Mimicking CR: A conditioned response that is similar to the UR; the CR resembles what the US produces, as in Pavlov’s experiments where both UR and CR involved salivation.

Occasion Setting: A phenomenon in which a particular stimulus or environment (the occasion setter) helps retrieve a specific memory; contexts become occasion setters during conditioning, signaling which learning (original conditioning or extinction) is currently relevant.

One-Bottle Test: A method for testing taste aversions that compares consumption of the novel flavor between taste aversion conditioned animals and a control group; conditioned animals drink significantly less, demonstrating the aversion.

Overexpectation Effect: A counterintuitive prediction of the Rescorla-Wagner model in which pairing two fully conditioned CSs together with the same US actually weakens their individual associative strength because the compound produces expectations exceeding the actual US.

Overshadowing: A cue competition effect that occurs when one stimulus in a compound CS is easier to condition and therefore gains more associative strength with the US; the more salient stimulus overshadows the less salient stimulus.

Potentiation: The enhancement of a CS’s ability to elicit a CR by pairing it with another stimulus during conditioning; the opposite of overshadowing, typically occurring in taste aversion learning with odor-taste compounds where taste enhances conditioning to odor.

Prediction Error: In the Rescorla-Wagner model, the discrepancy between expected and actual US; positive prediction error (US better than expected) drives excitatory conditioning, while negative prediction error (US worse than expected) produces extinction or inhibition.

Preparedness: The innate potential to associate certain stimuli more easily and quickly with certain USs; organisms are prepared by evolution to form some associations readily while being unprepared or contraprepared to form others.

Renewal: The return of an extinguished CR when testing occurs in the original conditioning context after extinction in a different context; demonstrates that extinction learning is context-dependent.

Rescorla-Wagner Model: A mathematical theory of classical conditioning in which the strength of conditioning depends on the surprisingness of the US—specifically, when there is a discrepancy between what is expected and what actually occurs; learning is driven by prediction error.

Single-Trial Learning: Learning that occurs after just one CS-US pairing; characteristic of taste aversion learning where organisms can develop strong aversions from a single experience with illness following food consumption.
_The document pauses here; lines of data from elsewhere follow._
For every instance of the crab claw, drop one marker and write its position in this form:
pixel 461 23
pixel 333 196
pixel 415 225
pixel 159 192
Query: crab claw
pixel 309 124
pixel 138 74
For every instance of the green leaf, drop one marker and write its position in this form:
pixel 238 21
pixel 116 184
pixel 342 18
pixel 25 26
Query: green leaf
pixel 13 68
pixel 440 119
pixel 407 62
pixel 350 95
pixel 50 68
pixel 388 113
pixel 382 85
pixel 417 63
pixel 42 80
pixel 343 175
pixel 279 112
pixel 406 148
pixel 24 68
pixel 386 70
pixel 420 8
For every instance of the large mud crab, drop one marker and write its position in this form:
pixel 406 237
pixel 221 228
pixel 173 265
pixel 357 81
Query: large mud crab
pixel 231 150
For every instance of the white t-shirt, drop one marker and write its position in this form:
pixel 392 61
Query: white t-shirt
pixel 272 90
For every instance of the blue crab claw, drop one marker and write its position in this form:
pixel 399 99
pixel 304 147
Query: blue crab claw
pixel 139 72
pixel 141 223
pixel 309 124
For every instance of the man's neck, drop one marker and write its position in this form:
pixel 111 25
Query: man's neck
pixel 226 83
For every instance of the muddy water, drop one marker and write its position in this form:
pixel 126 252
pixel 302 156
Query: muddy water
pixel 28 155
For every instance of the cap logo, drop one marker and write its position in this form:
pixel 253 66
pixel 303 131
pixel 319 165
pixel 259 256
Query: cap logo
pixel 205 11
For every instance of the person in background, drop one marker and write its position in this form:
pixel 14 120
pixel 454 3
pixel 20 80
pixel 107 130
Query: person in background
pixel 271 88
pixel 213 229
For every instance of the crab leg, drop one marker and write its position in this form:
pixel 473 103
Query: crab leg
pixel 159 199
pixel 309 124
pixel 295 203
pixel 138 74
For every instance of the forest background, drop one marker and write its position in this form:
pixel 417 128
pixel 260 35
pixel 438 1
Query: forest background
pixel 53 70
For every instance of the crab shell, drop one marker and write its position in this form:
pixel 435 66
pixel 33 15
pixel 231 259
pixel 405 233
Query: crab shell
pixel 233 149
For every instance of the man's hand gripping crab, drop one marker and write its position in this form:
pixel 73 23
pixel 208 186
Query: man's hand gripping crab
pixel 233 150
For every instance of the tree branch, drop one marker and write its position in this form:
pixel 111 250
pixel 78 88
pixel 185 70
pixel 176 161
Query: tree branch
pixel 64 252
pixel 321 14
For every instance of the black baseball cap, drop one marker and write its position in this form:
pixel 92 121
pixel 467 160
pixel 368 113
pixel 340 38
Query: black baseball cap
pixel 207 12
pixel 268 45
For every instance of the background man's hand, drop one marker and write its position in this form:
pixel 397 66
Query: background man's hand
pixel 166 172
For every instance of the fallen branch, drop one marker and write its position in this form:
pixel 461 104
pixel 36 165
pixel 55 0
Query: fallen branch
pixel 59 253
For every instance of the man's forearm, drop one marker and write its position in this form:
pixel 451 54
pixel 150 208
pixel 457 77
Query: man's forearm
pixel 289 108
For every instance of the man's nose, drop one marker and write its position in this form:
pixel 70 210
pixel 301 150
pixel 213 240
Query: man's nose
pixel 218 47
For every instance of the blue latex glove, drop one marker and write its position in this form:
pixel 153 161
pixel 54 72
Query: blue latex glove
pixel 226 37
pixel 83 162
S-R Association: Stimulus-Response association in which the CS brain center becomes directly associated with the response center, bypassing the US center; the CS elicits the response directly without activating US representations.

S-S Association: Stimulus-Stimulus association in which the CS brain center becomes associated with the US brain center; when the CS activates its center, activation spreads to the US center, which then produces the response.

Stimulus Substitution Theory: Pavlov’s theory proposing that during conditioning, connections form between brain centers such that the CS comes to substitute for the US by activating its neural representation.

Systematic Desensitization: A behavioral technique based on classical conditioning that treats phobias by combining relaxation training with gradual exposure to phobia-related stimuli; patients progress from least-threatening to more intense exposures.

Taste Aversion Learning: A special case of classical conditioning in which consumption of a novel flavor (CS) followed by illness (US) results in avoidance of that flavor (CR); can develop after a single pairing and with delays of many hours between CS and US.

Tolerance: The phenomenon where repeated drug use requires increasing doses to achieve the same effect; explained by opponent-process theory as strengthening of the b-process; can also be explained by classical conditioning in which contextual cues become CSs that elicit compensatory CRs opposing the drug’s effects.

Two-Bottle Test: A method for testing taste aversions useful for detecting weak aversions; thirsty animals choose between a familiar flavor and the novel flavor, with conditioned animals drinking significantly less of the novel flavor.